AO le dernier néanderthal – le bon sauvage ?
J’ai vu le film, réalisé par Jacques Malaterre, la semaine dernière. J’étais fort intriguée de savoir si la fiction l’emporterait sur la science, et si les découvertes de ce printemps y seraient intégrées. J’y ai pris plaisir car, au cœur de l’aventure de cet homme qui voit son clan disparaître, on fait connaissance avec un être humain, pas une brute archaïque. Le mythe de la brute épaisse, sans culture, est en voie de s’écrouler. AO, notre héros, est donc néanderthalien, survivant de sa tribu décimée en Sibérie, et va entreprendre de retrouver son clan d’enfance, en Europe méridionale. Sur son chemin, il rencontre les sapiens, aux habitus étranges pour lui, et physiquement très différents,.
Le film nous montre pourtant deux espèces avec des points communs essentiels : la vie en groupes, la maîtrise du feu, d’outils, l’accès à l’abstraction révélé par la confection d’objets symboliques. C’est juste l’expression de leurs cultures qui est différente : sapiens se peint le visage, néanderthal, non. Comme sapiens, néanderthal a une vie spirituelle, il porte des amulettes, attache de l’importance à l’arrangement des morts. Sapiens peint déjà les murs, néanderthal, non. Sapiens diversifie son alimentation, alors que néanderthal, force de la nature, grand chasseur, préfère la viande. Tout cela est bien présent dans le film.
Par contre ce qui paraît relever de la pure hypothèse est le fait que néanderthal ait été beaucoup plus proche de la nature que sapiens. On voit le héros AO s’attendrir devant un oiseau posé sur son doigt, taper cordialement l’arrière-train d’une jument qu’il vient de traire pour nourrir un bébé. Sapiens est dépeint plus agressif, pratiquant le sacrifice humain, et plus pointu dans l’art de la chasse (dans le film, la femme sapiens initie AO au lancer de javelot). Sapiens montre déjà des aptitudes à dompter son environnement, alors que néanderthal se coule dans le moule de la nature.
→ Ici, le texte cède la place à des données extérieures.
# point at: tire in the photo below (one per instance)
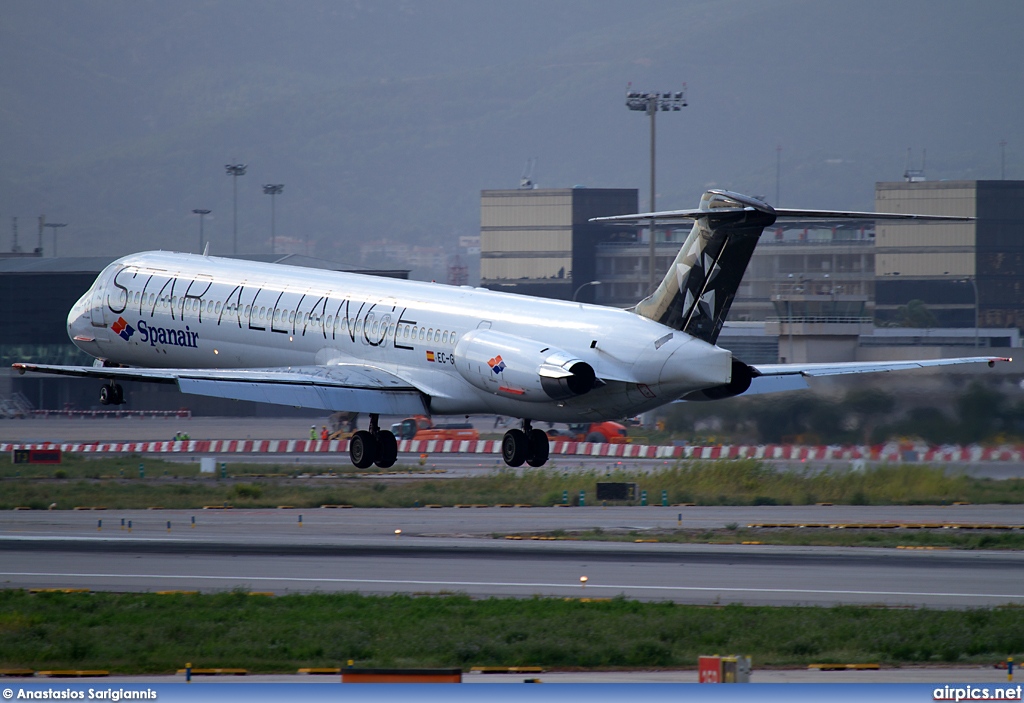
(387, 449)
(539, 448)
(361, 449)
(515, 447)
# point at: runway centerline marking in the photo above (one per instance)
(591, 585)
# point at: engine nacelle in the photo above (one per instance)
(741, 378)
(517, 367)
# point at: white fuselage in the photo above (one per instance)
(168, 310)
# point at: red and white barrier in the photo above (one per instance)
(793, 452)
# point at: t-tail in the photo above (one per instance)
(697, 291)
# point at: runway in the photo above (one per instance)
(135, 429)
(449, 551)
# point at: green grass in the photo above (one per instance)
(942, 538)
(143, 633)
(744, 482)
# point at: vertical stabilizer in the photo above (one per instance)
(697, 291)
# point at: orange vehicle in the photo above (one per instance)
(421, 427)
(611, 433)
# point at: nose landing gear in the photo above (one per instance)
(371, 446)
(112, 394)
(524, 446)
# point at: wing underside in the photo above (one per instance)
(845, 367)
(350, 387)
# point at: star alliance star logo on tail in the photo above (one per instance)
(123, 328)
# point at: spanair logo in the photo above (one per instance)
(123, 328)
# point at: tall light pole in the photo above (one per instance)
(589, 282)
(202, 213)
(651, 103)
(272, 189)
(236, 170)
(54, 226)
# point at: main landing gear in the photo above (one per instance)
(373, 446)
(524, 446)
(112, 394)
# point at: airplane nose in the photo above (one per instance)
(79, 328)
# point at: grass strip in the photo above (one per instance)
(745, 482)
(914, 538)
(151, 633)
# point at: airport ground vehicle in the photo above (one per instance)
(611, 433)
(421, 427)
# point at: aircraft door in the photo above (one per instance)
(96, 306)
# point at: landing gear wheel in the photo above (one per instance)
(112, 394)
(538, 448)
(363, 449)
(387, 449)
(515, 447)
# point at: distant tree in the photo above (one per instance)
(871, 406)
(981, 411)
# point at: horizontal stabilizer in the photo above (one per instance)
(753, 205)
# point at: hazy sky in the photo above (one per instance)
(385, 120)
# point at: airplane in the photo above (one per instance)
(334, 341)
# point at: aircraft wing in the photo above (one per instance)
(343, 387)
(840, 368)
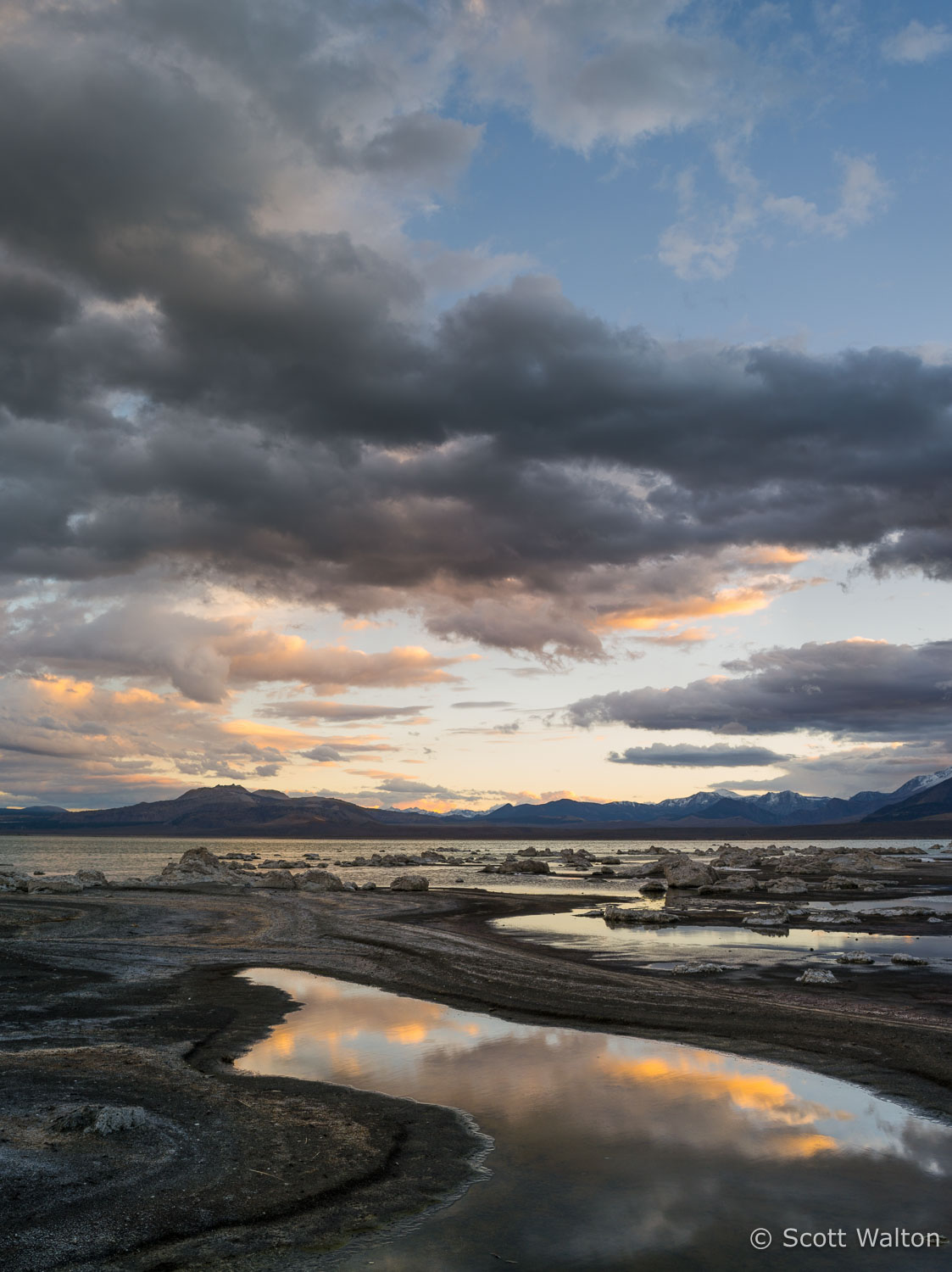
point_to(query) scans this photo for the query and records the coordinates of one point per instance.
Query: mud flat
(130, 1141)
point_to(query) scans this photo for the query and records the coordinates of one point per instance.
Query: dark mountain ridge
(234, 811)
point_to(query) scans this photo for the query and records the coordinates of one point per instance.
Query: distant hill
(239, 812)
(218, 811)
(933, 803)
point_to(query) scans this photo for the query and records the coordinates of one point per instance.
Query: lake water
(122, 857)
(732, 946)
(615, 1154)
Cette image ne serait-elle pas calquée sur une morale liée à l’actualité et historiquement peu étayée ? Faut-il faire remonter notre agressivité envers la nature à une période comprise entre 80 000 et 30 000 ans ? Ne s’agirait-il pas d’une transposition du mythe du bon sauvage ?
Avec une telle image d’épinal, le risque est grand d’inverser exactement le travers dont souffrait néanderthal depuis la fin du XIX°. La brute sanguinaire sans culture, réputation injustifiée – sinon par refus d’une autre humanité - se transformerait alors en être de nature angélique tout droit sorti de l’œuvre de Rousseau. J’ai des doutes sur la solidité de cette image, pas plus fiable que son revers.
Qu’en est-il de la découverte de ce printemps 2010, à savoir que les deux espèces ont bien mélangé leurs gènes ? Elle est bien prise en compte dans le film, puisque AO et sa compagne de route sapiens finiront par faire un enfant ensemble. Sauf que le film se situe à la fin de l’ère néanderthalienne (environ 30 000 ans), alors que les scientifiques affirment que le mélange s’est fait dès la sortie d’Afrique des néanderthaliens, il y a 80 000 ans.
J’ai l’air de critiquer ce film, mais rassurez-vous, je l’ai trouvé excellent, car réhabilitant l’image de notre cousin. C’est ce message-là qui devait être transmis. Message reçu, convaincant, adossé à une documentation solide sur les modes de vie des deux espèces. La grande aventure de nos deux héros fera le reste : émotions, suspense, combats et grandes immensités. Un « road movie », bien avant qu’il y ait des routes.